A dangerous place for journalists

Journalists view the anti-terror fight as American and feel responsible to uphold Pakistan’s sovereignty at all...

“It’s sad what happened to Syed Saleem Shahzad”, a reporter for a local national daily told me the day after the body of the Asia Times Online bureau chief was found. But, he went on to say, Shahzad had broken the journalistic code of honour, which demands that stories deemed ‘harmful’ to the country are either put on hold or, at the very least, not carried as breaking news.

By harmful my friend meant those stories that might prompt national security threats while also casting Pakistan in a yet more negative light. In this case, he referred to Shahzad’s most recent piece outlining how an al Qaeda cell was operating in several Karachi-based naval bases. The reporter believed that the story should have been left alone since the navy was trying to deal with the matter internally. Yet, as Shahzad had poignantly revealed, the navy high command had assured al Qaeda that once a full interrogation had been conducted, its detained operatives would simply be discharged and freed. Putting this into the public domain, my reporter friend felt, would not only be hugely embarrassing to the country’s armed forces, but could also provide the premise for an American ground assault on Pakistani soil.

Those wishing to extol Pakistan’s democratic credentials routinely point to the country’s free media. Yet this same media has a tradition of self-censorship: Be it in the form of editing out footage of protestors in Indian-held Kashmir, burning an effigy of President Zardari or a senior journalist warning staff writers against penning pieces lambasting western policies.

As unethical as this is, even more disturbing is the media’s habit of allowing itself to be cast as a middleman between the state and citizenry by attending a president or army chief’s off-the-record briefings when he sees fit to take it ‘into confidence’. This has encouraged certain elements — state, rogue-state and non-state actors — to conclude that Pakistan’s media can be co-opted to serve the agenda of those with power.


Pakistan, as we now know, is the most dangerous country for journalists. The media has acted responsibly when it has conducted workshops to help reporters in hostile areas go about their business in the safest way possible; with attention focusing on the use of impartial terminology and ensuring that personal opinions never find their way into straight news reporting. But the truth is that Pakistan, today, is effectively a conflict zone across the board with suicide attacks taking place in urban centres as well. Tragically, the media has failed to, as yet, confront this changed reality. Crime reporters working a daily beat are expected to also cover terrorism. They receive no specialised training and, usually, an editor’s primary concern remains that stories be filed to deadline.

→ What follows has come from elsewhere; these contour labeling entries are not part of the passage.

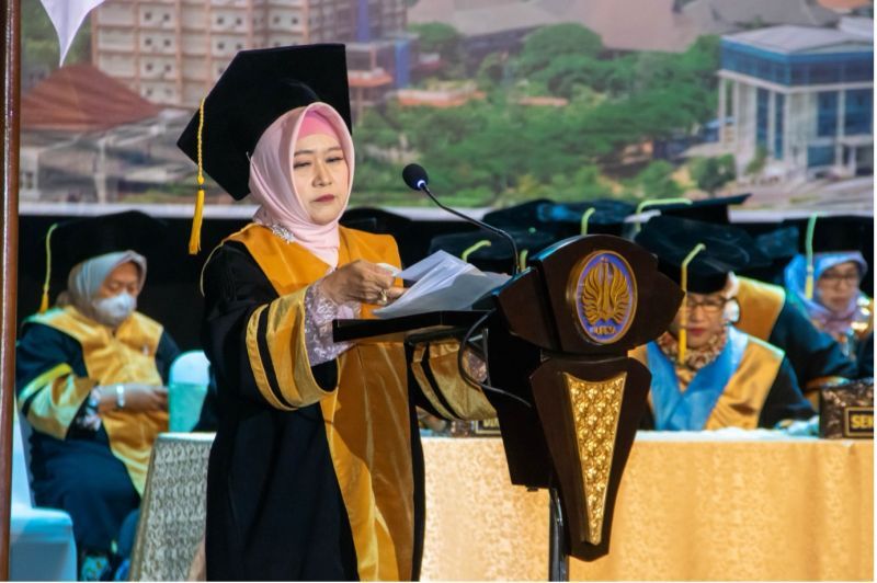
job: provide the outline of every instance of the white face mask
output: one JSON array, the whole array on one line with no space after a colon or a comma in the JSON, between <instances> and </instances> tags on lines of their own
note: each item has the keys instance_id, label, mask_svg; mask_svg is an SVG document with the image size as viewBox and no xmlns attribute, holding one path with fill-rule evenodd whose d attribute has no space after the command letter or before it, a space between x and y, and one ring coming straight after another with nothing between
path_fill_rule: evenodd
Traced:
<instances>
[{"instance_id":1,"label":"white face mask","mask_svg":"<svg viewBox=\"0 0 877 583\"><path fill-rule=\"evenodd\" d=\"M93 306L98 320L115 328L137 308L137 298L123 292L117 296L95 299Z\"/></svg>"}]
</instances>

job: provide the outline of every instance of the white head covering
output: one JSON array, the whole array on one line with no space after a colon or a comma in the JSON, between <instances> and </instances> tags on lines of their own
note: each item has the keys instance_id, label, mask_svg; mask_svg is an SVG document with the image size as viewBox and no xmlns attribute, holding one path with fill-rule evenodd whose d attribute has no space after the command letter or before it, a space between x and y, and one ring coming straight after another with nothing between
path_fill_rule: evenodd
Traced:
<instances>
[{"instance_id":1,"label":"white head covering","mask_svg":"<svg viewBox=\"0 0 877 583\"><path fill-rule=\"evenodd\" d=\"M137 289L143 289L146 283L146 258L134 251L117 251L91 258L70 270L70 275L67 277L67 290L58 296L58 305L72 305L83 316L102 324L111 325L110 322L102 321L100 312L94 308L94 302L99 299L98 290L106 276L127 262L139 267L140 278Z\"/></svg>"}]
</instances>

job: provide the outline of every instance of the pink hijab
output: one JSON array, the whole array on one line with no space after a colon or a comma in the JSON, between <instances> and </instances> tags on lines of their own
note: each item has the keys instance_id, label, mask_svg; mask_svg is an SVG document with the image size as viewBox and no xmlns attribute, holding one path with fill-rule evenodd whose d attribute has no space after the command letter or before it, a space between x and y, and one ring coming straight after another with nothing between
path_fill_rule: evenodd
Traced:
<instances>
[{"instance_id":1,"label":"pink hijab","mask_svg":"<svg viewBox=\"0 0 877 583\"><path fill-rule=\"evenodd\" d=\"M307 119L307 123L306 123ZM315 123L316 122L316 123ZM310 219L293 181L293 152L301 126L305 134L334 130L348 162L348 197L338 216L327 225ZM327 127L328 124L328 127ZM295 242L332 267L338 266L338 220L350 202L353 186L353 139L341 115L329 104L311 103L280 116L265 129L250 158L250 194L259 203L253 220L266 227L281 227Z\"/></svg>"}]
</instances>

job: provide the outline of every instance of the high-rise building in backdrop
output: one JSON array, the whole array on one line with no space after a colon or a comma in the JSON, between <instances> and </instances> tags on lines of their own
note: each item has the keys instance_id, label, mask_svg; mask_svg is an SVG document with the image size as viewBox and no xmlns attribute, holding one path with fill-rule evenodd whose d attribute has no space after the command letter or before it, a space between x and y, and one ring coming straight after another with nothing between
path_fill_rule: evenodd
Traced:
<instances>
[{"instance_id":1,"label":"high-rise building in backdrop","mask_svg":"<svg viewBox=\"0 0 877 583\"><path fill-rule=\"evenodd\" d=\"M194 107L238 50L348 45L354 111L408 84L403 0L113 0L92 13L92 62L143 98Z\"/></svg>"}]
</instances>

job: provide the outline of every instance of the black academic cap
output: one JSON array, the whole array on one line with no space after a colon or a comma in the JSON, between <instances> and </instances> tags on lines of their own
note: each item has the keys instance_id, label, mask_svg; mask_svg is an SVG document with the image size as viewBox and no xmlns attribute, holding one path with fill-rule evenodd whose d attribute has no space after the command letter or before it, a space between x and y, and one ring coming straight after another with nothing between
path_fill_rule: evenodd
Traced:
<instances>
[{"instance_id":1,"label":"black academic cap","mask_svg":"<svg viewBox=\"0 0 877 583\"><path fill-rule=\"evenodd\" d=\"M685 258L703 243L705 249L687 267L687 292L695 294L719 292L730 272L766 263L752 237L730 225L657 216L642 227L635 241L658 255L658 268L676 283L682 282L681 267Z\"/></svg>"},{"instance_id":2,"label":"black academic cap","mask_svg":"<svg viewBox=\"0 0 877 583\"><path fill-rule=\"evenodd\" d=\"M505 229L505 232L514 239L519 253L526 250L527 256L535 255L555 241L550 233L536 229ZM512 245L504 237L483 230L434 237L430 243L430 253L442 250L458 258L480 241L489 241L490 245L472 251L467 261L481 271L511 273Z\"/></svg>"},{"instance_id":3,"label":"black academic cap","mask_svg":"<svg viewBox=\"0 0 877 583\"><path fill-rule=\"evenodd\" d=\"M786 219L787 227L797 227L797 251L807 250L807 224L809 218ZM868 253L874 248L874 217L853 215L818 216L813 226L813 252L862 251Z\"/></svg>"},{"instance_id":4,"label":"black academic cap","mask_svg":"<svg viewBox=\"0 0 877 583\"><path fill-rule=\"evenodd\" d=\"M755 236L755 244L771 260L788 260L798 252L800 230L787 225Z\"/></svg>"},{"instance_id":5,"label":"black academic cap","mask_svg":"<svg viewBox=\"0 0 877 583\"><path fill-rule=\"evenodd\" d=\"M357 206L349 208L339 222L350 229L391 235L398 240L408 230L411 219L383 208Z\"/></svg>"},{"instance_id":6,"label":"black academic cap","mask_svg":"<svg viewBox=\"0 0 877 583\"><path fill-rule=\"evenodd\" d=\"M741 272L747 277L784 285L784 270L798 252L798 228L779 227L754 237L755 245L768 260L765 265L748 267Z\"/></svg>"},{"instance_id":7,"label":"black academic cap","mask_svg":"<svg viewBox=\"0 0 877 583\"><path fill-rule=\"evenodd\" d=\"M301 45L239 52L204 101L202 157L206 173L232 197L250 193L249 155L286 112L322 101L352 129L344 45ZM200 113L176 145L198 161Z\"/></svg>"},{"instance_id":8,"label":"black academic cap","mask_svg":"<svg viewBox=\"0 0 877 583\"><path fill-rule=\"evenodd\" d=\"M485 214L481 218L488 225L500 228L516 228L529 229L531 227L538 229L542 225L539 222L539 207L544 204L554 204L548 198L536 198L535 201L527 201L520 205L509 206L505 208L498 208Z\"/></svg>"},{"instance_id":9,"label":"black academic cap","mask_svg":"<svg viewBox=\"0 0 877 583\"><path fill-rule=\"evenodd\" d=\"M670 205L650 206L649 209L658 209L661 215L669 217L682 217L703 222L716 225L729 225L731 218L728 207L742 205L751 194L737 194L733 196L722 196L720 198L704 198L692 201L691 204L675 203Z\"/></svg>"},{"instance_id":10,"label":"black academic cap","mask_svg":"<svg viewBox=\"0 0 877 583\"><path fill-rule=\"evenodd\" d=\"M139 210L58 222L49 228L46 237L52 266L47 279L55 294L67 287L70 270L91 258L135 251L146 258L151 274L153 267L174 256L169 248L167 224Z\"/></svg>"},{"instance_id":11,"label":"black academic cap","mask_svg":"<svg viewBox=\"0 0 877 583\"><path fill-rule=\"evenodd\" d=\"M623 201L599 198L580 203L547 203L538 208L542 222L562 225L565 235L571 237L581 233L582 217L593 209L588 217L588 235L614 235L622 237L624 221L634 214L635 207Z\"/></svg>"}]
</instances>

As one former crime reporter put it to me, this takes its toll. You often find yourself surrounded by live flesh and just have to keep going, he said. When that becomes part of your normal routine, you start to resent the whole idea of the war on terror and question who is to blame, he concluded.

The fallout of this appears to have led to a new generation of journalists who see the anti-terror fight that Pakistan is waging on a daily basis as an American war that ought to be owned as such. This has prompted some, like my reporter friend, to feel that they, somehow, have a responsibility to uphold Pakistan’s sovereignty at all costs — even if that means killing stories that are in the public interest.

The media must address these new challenges to reclaim its mandate as a public information service first and foremost. If it does not, life will simply become easier for those wishing to co-opt it. And this will mean that those like Syed Saleem Shahzad who have resisted in the name of journalistic integrity, remain lone voices and, thus, sitting targets for those who see murder as the ultimate censorship.

Published in The Express Tribune, June 4th, 2011.